Configuring Autoscaled Instances via Ansible and Ansible Tower

Deploying and Conﬁguring Autoscale Groups Using Ansible Tower ...when you're
way too impatient to wait for an image to build Jim Altieri - software engineer at AllTrails [email protected]

Me: [email protected] • Programmer for artists and musicians • Previous
job: ultra-HA events, hybrid cloud/metal • Current job: AllTrails

AllTrails • Tools (web and mobile) to help you in
all phases of hikes and other outdoor activities: discovery, planning, doing, and sharing. • 2m+ monthly users • Unusual trafﬁc pattern (weekend and holidays) • Small engineering team - multiple roles On weekends and holidays we can see up to 10x of our baseline traffic.

Spoiler Alert • Our DevOps progression • The tricky problems
we encountered • Our solutions • Tips / Tricks • Q & A

Where we started Manual rolling deploys

Here’s the basic architecture we’ll be referring to throughout the
presentation. Two different types of boxes: Front End and Back End. All boxes are in communication with a database and an ElastiCache cluster. The Front End boxes are attached to an ELB. Where we started in our DevOps journey - a developer would run a script from her/his box, which talked to a hosted Chef server, which knew about all of our long-running EC2 instances. It would deploy code to the running boxes, and restart the apps.

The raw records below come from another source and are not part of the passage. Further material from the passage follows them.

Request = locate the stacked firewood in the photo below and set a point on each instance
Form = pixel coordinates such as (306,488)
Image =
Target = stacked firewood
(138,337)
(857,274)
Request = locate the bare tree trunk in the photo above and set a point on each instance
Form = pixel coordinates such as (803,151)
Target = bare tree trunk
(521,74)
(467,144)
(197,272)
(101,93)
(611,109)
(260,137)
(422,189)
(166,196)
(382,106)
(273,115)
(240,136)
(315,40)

Manual Rolling Deploys • Manual?!?! • When things go wrong…
• Way over-provisioned • Except when it wasn’t 1. No need for manual deploys - use CI/CD as a layer of abstraction. Devs write code, they see code. 2. Many of you have encountered - things go wrong, weird state. Some boxes have new version, some have old, some incomplete? A mess. 3. And with just a set fleet of instances, we had to over-provision in order to handle our peak traffic.

Enter: Ansible and Ansible Tower

Ansible • Agentless - only need sshd • Declarative -
YAML ﬁles • Variables, roles, playbooks • “Idempotent”

An example of an Ansible role which tries to download
a file from S3, and if unable to do that, will precompile assets. Notice the mustache templated variables…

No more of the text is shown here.